The spectrum of topics discussed during the Conference was very wide. It included genetics, imaging studies, central hearing disorders, neurootology (there was a specials session dedicated to vertigo), speech disorders, voice therapy, pediatric laryngology and oncology. There was a special round table dedicated to facial neoplasms that are more and more frequent in ageing populations.

The Conference included, beside the lectures, also 21 training workshops, and a test for doctors looking to specialize in ORL as well as two sessions for young scientists.
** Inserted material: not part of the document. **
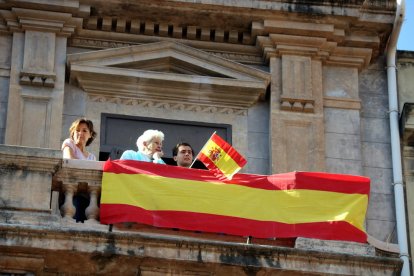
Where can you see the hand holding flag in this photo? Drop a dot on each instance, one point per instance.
(221, 158)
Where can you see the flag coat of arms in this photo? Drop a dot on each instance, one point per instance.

For young people taking their first steps in scientific research, the opportunity to present their papers in the presence of established medical authorities (this session was co-chaired by Prof. Henryk Skarżyński, Prof. Jurek Olszewski and Dr. Anna Geremek-Samsonowicz) had been a unique learning experience. Young researchers had presented results of studies on olfactory dysfunctions, cochlear implantation in a patient with the Cogan syndrome (autoimmune disease with symptoms of keratitis and hearing dysfunction), or burden of tinnitus before and after cochlear implantation. Such papers, after little work, could well be presented on international congresses, commented Prof. Henryk Skarżyński, encouraging young scientists to take part in a series of large international conferences organized by the Institute of Physiology and Pathology of Hearing and the Institute of Sensory Organs.
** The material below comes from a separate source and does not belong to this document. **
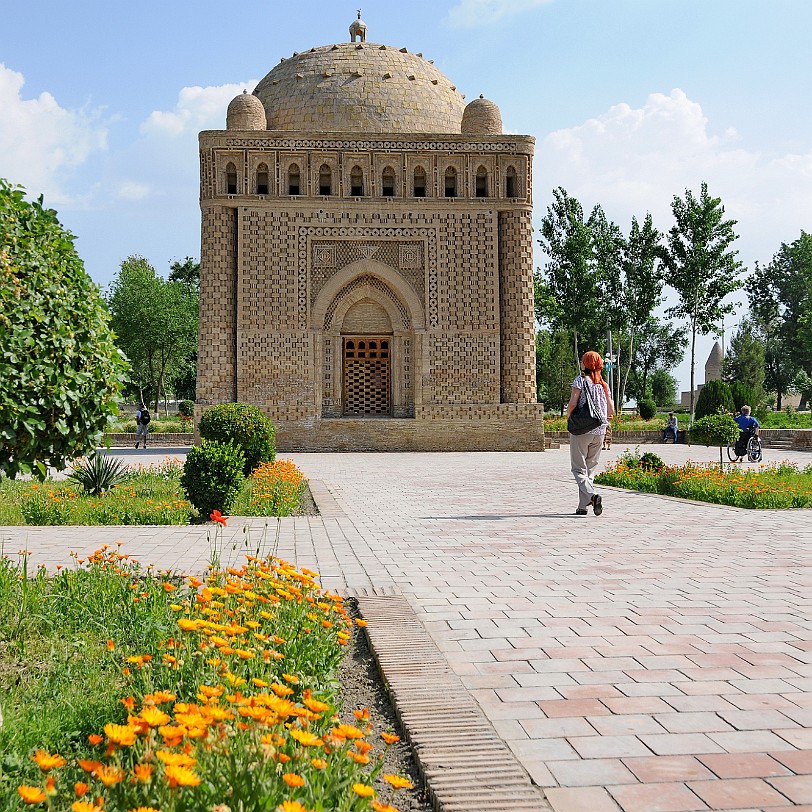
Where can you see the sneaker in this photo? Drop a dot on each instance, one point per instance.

Already in May 2017, two international meetings will take place in Warsaw: the 1st World Tinnitus Congress / XII International Tinnitus Seminar and the XXV International Evoked Response Audiometry Study Group Biennial Symposium (IERASG). In 2018, the 4th International Symposium on Otosclerosis and Stapes Surgery will be organized in Kraków, the city in which Prof. Jan Kowalski, one of the pioneers in otosclerosis research and treatment, had lived and worked. In 2019 – the 32nd Politzer Society Meeting /2nd World Congress of Otology, and in 2020 – the XXXV World Congress of Audiology.
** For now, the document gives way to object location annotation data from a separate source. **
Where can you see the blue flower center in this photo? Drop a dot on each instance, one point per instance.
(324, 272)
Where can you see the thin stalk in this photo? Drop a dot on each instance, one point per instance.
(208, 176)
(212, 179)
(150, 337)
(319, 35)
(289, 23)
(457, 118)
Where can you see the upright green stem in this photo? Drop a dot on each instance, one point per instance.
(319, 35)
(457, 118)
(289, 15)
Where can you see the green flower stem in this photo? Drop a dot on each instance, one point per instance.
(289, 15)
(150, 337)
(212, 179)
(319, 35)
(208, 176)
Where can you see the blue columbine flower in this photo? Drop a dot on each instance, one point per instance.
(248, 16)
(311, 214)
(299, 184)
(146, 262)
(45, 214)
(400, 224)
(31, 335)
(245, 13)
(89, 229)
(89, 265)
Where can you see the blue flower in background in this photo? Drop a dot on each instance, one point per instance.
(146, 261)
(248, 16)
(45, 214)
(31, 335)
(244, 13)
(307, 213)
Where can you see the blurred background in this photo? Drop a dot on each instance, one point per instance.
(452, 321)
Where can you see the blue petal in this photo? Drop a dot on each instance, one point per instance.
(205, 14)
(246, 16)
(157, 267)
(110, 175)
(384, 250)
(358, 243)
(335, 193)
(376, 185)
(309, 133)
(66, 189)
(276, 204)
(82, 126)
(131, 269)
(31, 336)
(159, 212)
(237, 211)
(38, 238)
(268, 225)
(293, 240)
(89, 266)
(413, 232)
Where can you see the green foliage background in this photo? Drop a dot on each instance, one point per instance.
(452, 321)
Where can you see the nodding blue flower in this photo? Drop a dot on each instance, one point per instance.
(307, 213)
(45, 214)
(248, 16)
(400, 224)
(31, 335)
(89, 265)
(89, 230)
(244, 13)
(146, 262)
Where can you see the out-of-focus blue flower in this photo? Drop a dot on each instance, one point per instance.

All these meetings we organize with an intention of showing to the international scientific community our Polish achievements in these specialties – emphasized Prof. Skarżyński.

Prof. Skarżyński had announced also the 3rd edition of the Festival ‘Beats of Cochlea’, underlining that its participants, people with hearing disorders who, after receiving hearing implant, can hear well enough to develop their musical talents, are the best demonstration of the progress that has been achieved in science and medicine. These people represent the success of the Institute of Physiology and Pathology of Hearing and of the entire ORL community. – It is important that someone who has hearing problems and faces a difficult decision about treatment, can see what opportunities have opened for people who had already underwent that treatment – said Prof. Skarżyński. Motivation for organizing such events – underlined Prof. Skarżyński – is the loyalty towards our patients and our entire community.